Clients of Publicis Groupe have weighed in on the company’s decision to not enter any award shows in 2018, with one describing it as “a mistake”.
The decision was announced earlier this week by recently-hired company CEO Arthur Sadoun in a bid to rein in spending, and affects all Publicis networks, including Leo Burnett, Publicis Worldwide and Saatchi & Saatchi.
Syl Saller, global chief marketing and innovation officer at Diageo (who happens to use Leo Burnett here in Australia), told Ad Age that the decision is set to be “really problematic”.
“I do think it’s a mistake because creatives in agencies do value awards, and one of the reasons we value awards is we have seen enough data that awards for creativity do lead to better results,” she said.

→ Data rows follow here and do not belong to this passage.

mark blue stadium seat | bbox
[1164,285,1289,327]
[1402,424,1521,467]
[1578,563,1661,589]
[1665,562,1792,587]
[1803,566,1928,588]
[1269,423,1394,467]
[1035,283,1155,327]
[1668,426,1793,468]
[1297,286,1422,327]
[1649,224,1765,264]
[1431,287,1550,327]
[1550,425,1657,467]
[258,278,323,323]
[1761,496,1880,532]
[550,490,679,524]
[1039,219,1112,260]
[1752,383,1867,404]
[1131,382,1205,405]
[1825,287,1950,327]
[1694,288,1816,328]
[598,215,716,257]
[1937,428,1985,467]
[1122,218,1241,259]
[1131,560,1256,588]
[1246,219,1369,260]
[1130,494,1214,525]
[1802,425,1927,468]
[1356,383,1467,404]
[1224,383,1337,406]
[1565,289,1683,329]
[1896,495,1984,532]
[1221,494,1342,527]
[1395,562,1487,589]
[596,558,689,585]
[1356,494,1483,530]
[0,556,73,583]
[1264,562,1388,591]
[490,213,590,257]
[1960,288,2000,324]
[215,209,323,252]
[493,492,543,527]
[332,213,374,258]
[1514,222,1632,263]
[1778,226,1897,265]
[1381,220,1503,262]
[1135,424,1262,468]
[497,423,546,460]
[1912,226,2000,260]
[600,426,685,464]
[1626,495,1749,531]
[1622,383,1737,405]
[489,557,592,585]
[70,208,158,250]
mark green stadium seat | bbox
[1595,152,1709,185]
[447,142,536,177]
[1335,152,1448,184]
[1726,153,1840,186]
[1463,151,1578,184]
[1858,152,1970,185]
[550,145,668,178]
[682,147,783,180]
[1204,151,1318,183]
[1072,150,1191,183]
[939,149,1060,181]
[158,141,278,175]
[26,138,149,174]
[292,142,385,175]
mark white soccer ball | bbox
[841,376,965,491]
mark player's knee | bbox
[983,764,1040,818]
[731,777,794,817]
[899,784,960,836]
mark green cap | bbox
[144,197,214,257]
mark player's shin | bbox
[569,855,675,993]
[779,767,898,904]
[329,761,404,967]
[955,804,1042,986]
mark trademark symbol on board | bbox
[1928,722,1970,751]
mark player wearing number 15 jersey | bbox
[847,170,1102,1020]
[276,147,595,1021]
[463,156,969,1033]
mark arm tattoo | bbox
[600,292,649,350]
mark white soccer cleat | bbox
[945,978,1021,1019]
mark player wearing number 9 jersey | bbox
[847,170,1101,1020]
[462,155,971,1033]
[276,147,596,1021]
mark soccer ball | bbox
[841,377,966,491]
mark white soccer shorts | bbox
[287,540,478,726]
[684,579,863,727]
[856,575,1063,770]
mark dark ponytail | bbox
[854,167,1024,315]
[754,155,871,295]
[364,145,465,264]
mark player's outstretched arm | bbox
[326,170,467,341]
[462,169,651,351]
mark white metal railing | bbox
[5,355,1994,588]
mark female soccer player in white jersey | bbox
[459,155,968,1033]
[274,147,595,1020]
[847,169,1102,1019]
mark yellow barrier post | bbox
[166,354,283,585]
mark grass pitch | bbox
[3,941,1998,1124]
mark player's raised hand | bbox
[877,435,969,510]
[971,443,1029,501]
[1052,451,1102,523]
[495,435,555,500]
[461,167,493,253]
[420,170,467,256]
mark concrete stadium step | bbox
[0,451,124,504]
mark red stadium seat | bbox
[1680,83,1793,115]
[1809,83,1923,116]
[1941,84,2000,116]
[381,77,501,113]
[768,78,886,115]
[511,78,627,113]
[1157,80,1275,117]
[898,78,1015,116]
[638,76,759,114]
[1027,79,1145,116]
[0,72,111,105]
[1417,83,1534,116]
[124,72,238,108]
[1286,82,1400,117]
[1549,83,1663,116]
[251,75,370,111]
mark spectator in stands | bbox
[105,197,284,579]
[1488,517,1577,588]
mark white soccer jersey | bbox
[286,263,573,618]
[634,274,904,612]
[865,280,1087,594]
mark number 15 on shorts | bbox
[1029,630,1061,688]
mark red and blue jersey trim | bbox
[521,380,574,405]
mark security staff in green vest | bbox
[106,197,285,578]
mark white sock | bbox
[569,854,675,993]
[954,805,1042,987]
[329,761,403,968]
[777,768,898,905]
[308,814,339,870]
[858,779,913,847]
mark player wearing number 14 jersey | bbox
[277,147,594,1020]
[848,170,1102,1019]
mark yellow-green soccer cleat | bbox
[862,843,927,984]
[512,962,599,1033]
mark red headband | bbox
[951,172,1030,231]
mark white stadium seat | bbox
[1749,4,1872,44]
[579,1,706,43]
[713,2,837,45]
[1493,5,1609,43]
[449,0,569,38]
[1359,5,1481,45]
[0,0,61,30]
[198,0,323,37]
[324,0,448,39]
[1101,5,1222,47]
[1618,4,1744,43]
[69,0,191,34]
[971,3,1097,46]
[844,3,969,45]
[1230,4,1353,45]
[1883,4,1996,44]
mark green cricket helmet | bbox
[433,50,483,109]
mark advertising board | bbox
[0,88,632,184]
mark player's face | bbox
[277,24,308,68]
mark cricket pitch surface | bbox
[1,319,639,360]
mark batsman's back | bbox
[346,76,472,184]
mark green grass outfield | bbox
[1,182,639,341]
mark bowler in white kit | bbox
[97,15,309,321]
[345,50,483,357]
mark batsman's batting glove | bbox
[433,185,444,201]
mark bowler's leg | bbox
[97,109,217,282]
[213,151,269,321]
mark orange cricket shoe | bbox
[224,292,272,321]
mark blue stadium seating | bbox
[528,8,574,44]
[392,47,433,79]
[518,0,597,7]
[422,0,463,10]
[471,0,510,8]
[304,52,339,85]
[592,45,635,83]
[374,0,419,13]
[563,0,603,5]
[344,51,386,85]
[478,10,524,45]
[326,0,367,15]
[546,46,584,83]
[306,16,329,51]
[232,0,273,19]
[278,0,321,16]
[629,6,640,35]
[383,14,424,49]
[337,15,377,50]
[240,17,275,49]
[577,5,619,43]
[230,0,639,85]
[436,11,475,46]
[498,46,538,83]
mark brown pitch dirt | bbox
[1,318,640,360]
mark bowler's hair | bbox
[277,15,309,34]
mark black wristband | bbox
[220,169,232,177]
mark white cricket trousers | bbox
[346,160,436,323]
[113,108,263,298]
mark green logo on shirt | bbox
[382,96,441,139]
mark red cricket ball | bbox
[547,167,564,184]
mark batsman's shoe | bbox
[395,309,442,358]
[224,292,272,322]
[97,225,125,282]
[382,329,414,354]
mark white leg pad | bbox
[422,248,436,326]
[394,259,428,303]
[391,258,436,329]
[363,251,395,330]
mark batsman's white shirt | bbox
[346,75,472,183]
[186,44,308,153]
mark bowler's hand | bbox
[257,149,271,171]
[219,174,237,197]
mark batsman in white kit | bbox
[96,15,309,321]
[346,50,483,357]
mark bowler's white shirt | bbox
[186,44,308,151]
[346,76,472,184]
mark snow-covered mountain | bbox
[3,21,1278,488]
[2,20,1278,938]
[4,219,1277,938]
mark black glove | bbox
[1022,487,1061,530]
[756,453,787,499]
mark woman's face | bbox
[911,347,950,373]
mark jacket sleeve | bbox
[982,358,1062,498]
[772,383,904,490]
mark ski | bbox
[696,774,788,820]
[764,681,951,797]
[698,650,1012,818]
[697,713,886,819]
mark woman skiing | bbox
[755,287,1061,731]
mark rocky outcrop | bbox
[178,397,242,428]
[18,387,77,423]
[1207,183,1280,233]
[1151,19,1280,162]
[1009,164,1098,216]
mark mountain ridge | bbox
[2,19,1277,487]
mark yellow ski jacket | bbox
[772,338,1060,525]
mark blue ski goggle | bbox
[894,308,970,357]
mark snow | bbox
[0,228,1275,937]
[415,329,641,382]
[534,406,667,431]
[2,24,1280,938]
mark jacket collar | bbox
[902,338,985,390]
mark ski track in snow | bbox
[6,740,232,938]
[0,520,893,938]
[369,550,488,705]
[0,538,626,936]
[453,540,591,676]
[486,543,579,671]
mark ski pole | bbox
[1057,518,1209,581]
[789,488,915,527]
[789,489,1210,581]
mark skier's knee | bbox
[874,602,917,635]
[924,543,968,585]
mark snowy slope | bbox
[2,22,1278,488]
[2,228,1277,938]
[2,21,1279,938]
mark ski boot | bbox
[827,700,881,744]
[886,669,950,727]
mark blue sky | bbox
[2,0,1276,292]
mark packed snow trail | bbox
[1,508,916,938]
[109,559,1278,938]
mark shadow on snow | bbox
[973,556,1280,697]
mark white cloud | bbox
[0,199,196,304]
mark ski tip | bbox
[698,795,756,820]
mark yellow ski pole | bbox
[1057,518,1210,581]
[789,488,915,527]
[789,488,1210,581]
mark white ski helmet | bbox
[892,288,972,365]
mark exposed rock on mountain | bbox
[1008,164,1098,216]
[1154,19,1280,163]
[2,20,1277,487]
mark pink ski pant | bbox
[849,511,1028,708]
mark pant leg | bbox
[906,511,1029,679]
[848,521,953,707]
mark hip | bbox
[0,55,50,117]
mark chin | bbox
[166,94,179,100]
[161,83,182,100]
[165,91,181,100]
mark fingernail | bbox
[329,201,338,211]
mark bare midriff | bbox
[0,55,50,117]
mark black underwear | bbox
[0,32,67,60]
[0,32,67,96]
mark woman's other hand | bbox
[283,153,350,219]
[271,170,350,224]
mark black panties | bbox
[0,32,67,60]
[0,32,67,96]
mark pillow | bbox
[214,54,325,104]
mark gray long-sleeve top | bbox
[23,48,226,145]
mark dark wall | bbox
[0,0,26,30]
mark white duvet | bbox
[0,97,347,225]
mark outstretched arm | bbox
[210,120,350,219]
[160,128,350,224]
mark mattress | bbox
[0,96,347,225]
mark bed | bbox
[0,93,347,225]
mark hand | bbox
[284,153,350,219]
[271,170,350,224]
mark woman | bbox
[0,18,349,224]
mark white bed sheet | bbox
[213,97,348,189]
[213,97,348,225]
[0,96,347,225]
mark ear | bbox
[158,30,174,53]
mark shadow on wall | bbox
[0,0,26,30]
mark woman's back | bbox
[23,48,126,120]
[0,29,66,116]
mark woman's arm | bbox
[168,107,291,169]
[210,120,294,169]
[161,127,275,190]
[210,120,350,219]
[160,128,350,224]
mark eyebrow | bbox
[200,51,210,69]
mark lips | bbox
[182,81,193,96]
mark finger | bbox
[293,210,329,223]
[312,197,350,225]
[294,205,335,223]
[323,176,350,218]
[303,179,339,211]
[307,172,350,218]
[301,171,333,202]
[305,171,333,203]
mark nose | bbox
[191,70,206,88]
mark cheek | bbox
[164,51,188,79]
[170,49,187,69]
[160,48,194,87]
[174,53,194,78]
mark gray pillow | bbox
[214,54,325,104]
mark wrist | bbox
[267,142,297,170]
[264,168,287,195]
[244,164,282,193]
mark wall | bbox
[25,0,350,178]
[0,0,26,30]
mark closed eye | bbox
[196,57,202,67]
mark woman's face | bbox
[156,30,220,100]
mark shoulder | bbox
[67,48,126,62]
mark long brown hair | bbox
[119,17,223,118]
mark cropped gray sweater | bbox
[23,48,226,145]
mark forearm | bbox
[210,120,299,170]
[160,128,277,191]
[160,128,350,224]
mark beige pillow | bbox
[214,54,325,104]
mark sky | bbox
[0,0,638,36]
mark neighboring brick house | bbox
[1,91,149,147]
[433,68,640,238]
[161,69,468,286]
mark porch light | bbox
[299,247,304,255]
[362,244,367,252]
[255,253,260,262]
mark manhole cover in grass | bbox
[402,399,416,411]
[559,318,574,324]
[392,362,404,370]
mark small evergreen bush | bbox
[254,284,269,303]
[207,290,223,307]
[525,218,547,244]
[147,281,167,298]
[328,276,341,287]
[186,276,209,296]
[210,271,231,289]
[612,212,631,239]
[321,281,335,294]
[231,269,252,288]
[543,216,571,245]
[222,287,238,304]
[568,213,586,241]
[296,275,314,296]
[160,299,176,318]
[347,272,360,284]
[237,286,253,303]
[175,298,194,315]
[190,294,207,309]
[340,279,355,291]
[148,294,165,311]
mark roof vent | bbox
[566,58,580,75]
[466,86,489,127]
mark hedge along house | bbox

Mark Sandys, global head of beer and Baileys at Diageo, said the alcohol giant uses the Cannes Lions International Festival of Creativity as a chance to find out more about potential agency partners.
“Some of the agencies I’ve met, big and small, I come away from the dinners or meetings thinking, ‘Wow those are great people to work with, we should be thinking about them next time something comes up for a pitch’,” he told Ad Age.
“And that’s something Publicis is just not going to be in the conversation in.”
Meanwhile, Chevrolet global chief marketing officer Tim Mahoney believes the move won’t negatively affect the holding group overall, but noted the importance of the creativity that Cannes offers the car manufacturer.
“It creates an incentive [for agencies] to do better work and, as a result of it, it’s good for them too because it can attract better talent,” he said.
“If you are working for an agency that is really delivering excellence, I think that’s a really good thing.”
Unilever chief marketing officer Keith Weed said the absence of Publicis Groupe from awards shows like Cannes will make these types of events “a little less efficient”, according to Ad Age.
“The one thing that we do at CES is that we meet all of our partners, and then at Cannes we’re also able to meet there and monitor progress, he said.
“And then of course we meet in between.”
“I know some people feel that Cannes has become too big, too busy, too complex, too expensive, and I think that’s something for Cannes to reflect on. People vote with their feet and their wallets.
“Cannes has worked really well for us, but it will be interesting to see how this develops.”